Vegetable oil can protect damaged hair first by forming a hydrophobic coating on the surface of hair and second by filling the gaps produced from oxidative damage as the oil penetrates into the cortex of hair (Dias, 2015; Gode et al., 2012; Keis et al., 2005; Lee & Ahn, 2022; Sarkar et al., 2017). Vegetable oils extracted from plant have been used and studied as raw materials for hair treatment formulations (Dias, 2015; Gode et al., 2012; Keis et al., 2005; Kim et al., 2021; Lee & Ahn, 2022; Min et al., 2013; Oh et al., 2014; Rele & Mohile, 2003; Sarkar et al., 2017). Vegetable oils are made up of fatty acids (> 95%) and other minor components (< 5%) (Vegetable oil, 2022).

The fatty acids exist in vegetable oils mostly as triglycerides (Vegetable oil, 2022). In each molecule of triglyceride, two or three fatty acid molecules are naturally linked to the hydroxyl groups of glycerol backbone (Keis et al., 2005). Triglycerides containing fatty acids with 6–12 carbon aliphatic chain are called the medium-chain triglycerides (MCT) and the triglycerides containing fatty acids with more than 12 carbon aliphatic chain are called the long-chain triglycerides (LCT) (St-Onge & Jones, 2002; Fatty acid, 2022). Fatty acids of MCT include caproic acid (C6:0), caprylic acid (C8:0), capric acid (C10:0), and lauric acid (C12:0), and the fatty acids of LCT include myristic acid (C14:0), palmitic acid (C16:0), stearic acid (C18:0), and more. (Fatty acid, 2022).

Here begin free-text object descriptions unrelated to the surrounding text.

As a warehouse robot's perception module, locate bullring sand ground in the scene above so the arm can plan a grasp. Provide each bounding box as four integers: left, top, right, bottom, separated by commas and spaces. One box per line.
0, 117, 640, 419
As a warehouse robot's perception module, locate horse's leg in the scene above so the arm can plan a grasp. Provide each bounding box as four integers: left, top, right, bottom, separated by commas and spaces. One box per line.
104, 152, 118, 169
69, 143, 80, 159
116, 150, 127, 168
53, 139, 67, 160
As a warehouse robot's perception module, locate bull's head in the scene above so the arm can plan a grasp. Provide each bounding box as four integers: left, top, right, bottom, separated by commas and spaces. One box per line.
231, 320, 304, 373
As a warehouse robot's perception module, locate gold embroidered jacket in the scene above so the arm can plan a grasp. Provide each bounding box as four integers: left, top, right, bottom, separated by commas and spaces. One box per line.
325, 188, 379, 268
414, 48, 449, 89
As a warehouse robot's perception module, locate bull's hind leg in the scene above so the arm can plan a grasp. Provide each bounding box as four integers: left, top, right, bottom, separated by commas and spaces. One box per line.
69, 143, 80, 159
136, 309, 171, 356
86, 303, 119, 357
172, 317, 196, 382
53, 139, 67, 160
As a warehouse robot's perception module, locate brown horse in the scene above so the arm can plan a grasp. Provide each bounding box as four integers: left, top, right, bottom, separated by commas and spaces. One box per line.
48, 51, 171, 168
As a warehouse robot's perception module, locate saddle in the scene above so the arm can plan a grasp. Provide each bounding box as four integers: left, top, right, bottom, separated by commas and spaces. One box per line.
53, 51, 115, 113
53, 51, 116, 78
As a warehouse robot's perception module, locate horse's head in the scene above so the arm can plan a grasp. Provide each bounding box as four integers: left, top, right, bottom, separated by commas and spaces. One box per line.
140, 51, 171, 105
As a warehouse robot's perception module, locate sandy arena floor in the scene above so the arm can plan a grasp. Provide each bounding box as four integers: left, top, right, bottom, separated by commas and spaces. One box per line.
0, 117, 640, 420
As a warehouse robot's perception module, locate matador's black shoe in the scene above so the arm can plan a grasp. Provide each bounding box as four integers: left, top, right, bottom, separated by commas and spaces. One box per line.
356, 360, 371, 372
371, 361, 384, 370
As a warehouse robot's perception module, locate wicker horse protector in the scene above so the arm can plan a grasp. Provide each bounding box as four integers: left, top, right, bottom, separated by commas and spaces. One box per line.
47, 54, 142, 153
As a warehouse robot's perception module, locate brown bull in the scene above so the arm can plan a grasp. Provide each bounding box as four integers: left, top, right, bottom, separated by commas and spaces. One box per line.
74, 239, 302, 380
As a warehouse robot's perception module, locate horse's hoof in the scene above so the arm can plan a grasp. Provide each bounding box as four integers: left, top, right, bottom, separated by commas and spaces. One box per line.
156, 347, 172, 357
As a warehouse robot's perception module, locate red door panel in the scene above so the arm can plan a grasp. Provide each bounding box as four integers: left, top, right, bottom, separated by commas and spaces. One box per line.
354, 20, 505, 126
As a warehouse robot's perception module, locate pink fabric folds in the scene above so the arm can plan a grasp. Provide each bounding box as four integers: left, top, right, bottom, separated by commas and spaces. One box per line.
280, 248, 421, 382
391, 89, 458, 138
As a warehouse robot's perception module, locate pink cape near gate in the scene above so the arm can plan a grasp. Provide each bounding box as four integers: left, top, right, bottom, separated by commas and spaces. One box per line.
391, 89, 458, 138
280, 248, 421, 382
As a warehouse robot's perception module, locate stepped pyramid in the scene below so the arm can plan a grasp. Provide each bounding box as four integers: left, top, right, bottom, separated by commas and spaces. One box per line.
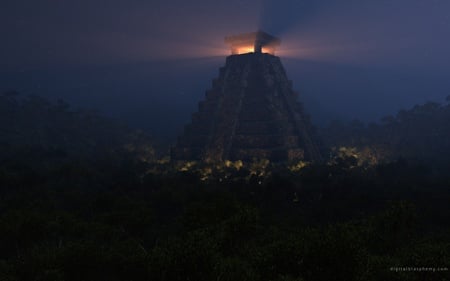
171, 31, 321, 162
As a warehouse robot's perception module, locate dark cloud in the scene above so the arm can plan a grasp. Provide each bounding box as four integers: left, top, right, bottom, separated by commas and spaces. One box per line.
0, 0, 450, 138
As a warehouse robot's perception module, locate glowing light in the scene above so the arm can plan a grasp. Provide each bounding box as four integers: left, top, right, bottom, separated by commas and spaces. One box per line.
232, 46, 255, 55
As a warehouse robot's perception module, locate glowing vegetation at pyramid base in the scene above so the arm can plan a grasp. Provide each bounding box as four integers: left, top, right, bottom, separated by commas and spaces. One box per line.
172, 32, 321, 162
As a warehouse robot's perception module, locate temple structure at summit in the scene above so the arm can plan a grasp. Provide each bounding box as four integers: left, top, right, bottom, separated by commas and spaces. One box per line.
171, 31, 321, 162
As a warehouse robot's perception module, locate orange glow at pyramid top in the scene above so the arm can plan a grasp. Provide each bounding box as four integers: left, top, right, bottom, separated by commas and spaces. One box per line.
225, 30, 281, 55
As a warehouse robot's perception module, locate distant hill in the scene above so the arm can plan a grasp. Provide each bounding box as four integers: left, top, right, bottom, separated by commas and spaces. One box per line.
0, 91, 155, 161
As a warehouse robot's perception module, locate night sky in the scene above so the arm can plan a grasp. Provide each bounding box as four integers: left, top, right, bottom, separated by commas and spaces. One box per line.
0, 0, 450, 137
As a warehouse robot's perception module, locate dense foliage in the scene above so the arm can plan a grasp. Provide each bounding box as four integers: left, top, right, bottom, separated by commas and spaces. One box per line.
322, 96, 450, 173
0, 92, 450, 281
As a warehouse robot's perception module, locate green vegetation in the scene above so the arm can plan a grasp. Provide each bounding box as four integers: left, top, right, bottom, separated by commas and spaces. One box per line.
0, 91, 450, 281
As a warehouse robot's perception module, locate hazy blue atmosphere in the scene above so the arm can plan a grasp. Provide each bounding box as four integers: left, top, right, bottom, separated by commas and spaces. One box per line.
0, 0, 450, 137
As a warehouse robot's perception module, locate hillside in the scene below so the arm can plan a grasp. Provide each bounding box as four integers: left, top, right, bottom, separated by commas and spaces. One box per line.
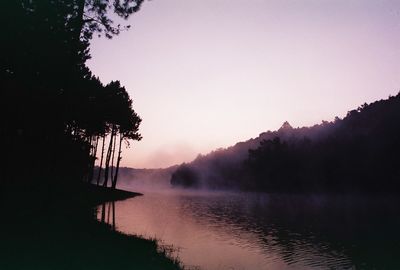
171, 94, 400, 192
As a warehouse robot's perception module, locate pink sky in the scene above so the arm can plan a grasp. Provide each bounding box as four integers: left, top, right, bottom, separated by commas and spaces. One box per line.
88, 0, 400, 168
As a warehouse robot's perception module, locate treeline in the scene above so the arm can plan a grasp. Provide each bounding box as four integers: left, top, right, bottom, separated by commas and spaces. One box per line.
0, 0, 143, 190
171, 94, 400, 192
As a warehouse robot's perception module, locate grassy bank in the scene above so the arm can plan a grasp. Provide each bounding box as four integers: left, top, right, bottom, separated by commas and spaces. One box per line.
0, 182, 181, 269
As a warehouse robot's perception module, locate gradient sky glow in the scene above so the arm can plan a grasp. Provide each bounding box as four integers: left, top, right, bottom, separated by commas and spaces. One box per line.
88, 0, 400, 168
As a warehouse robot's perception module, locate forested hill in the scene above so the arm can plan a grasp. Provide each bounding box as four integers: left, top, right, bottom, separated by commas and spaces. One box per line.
171, 93, 400, 192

Among the many vegetable oils, coconut oil is unique in that its major constituent is saturated fatty acids and the large proportion of these saturated fatty acids is the medium-chain triglycerides (Handayani et al., 2019; Sarkar et al., 2017). Owing to the compositional characteristics, coconut oil is processed to make an even lighter structured oil product which is composed only of medium-chain triglycerides. This oil product is called the Medium-chain triglyceride oil and in short, MCT oil (Bach & Babayan, 1982). MCT oil is generally composed of either 100% caprylic acid (C8:0) or 100% capric acid (C10:0) or a mixture of the two fatty acids (Brown & Link, 2020). MCT oil is popular as the dietary source for its fast absorption after intake owing to its small molecular size (Bach & Babayan, 1982; Healthessentials, 2021). Recently, MCT oil has gained attention as the raw material for skin cosmetics and launched its way as the raw material for hair cosmetics (Resnick, 2022). As one of the active ingredients of hair cosmetics it is expected that the MCT oil can provide the protection of damaged hair through its fast penetrable characteristics. However, it is difficult to find an empirical data which provide the evidence on the protective mechanism of MCT oil on damaged hair.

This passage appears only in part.